Electronics could ease cardiac treatments
Arrhythmic hearts soon may beat in time again, with minimal surgical invasion, thanks to flexible electronics technology developed by a team of University of Illinois researchers.

The work was carried out in collaboration with the University of Pennsylvania School of Medicine and Northwestern University and could lead to biocompatible silicon devices that mark the beginning of a new wave of surgical electronics.

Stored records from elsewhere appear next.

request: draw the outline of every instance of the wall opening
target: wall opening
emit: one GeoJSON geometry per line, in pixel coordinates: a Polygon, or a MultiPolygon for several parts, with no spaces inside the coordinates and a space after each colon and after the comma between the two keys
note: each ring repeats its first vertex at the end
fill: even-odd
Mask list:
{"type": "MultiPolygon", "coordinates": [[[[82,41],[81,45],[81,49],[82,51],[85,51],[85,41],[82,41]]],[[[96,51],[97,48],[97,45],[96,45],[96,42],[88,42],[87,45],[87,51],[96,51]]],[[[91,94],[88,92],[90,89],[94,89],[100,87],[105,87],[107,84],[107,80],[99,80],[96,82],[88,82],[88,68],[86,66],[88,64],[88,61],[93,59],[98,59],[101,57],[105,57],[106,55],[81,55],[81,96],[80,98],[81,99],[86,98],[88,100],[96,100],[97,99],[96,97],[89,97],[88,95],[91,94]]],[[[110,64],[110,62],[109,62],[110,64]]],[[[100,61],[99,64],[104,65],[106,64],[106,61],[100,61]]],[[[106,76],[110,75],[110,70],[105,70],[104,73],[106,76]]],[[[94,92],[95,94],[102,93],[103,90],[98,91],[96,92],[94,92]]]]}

Co-senior author John Rogers, the Lee J Flory-Founder Chair in Engineering Innovation and a professor of materials science and engineering at Illinois, and his team will publish their findings in the 24 March issue of Science Translational Medicine.
Several treatments are available for arrhythmic hearts, ranging from pacemaker implants to cardiac ablation therapy, a process that selectively targets and destroys clusters of arrhythmic cells.
Current techniques require multiple electrodes placed on the tissue in a time-consuming, point-by-point process to construct a patchwork cardiac map. In addition, the difficulty of connecting rigid, flat sensors to soft, curved tissue impedes the electrodes’ ability to monitor and stimulate the heart.
Rogers and his team say they have built a flexible sensor array that can wrap around the heart to map large areas of tissue at once. The array contains 2,016 silicon nanomembrane transistors, each monitoring electricity coursing through a beating heart.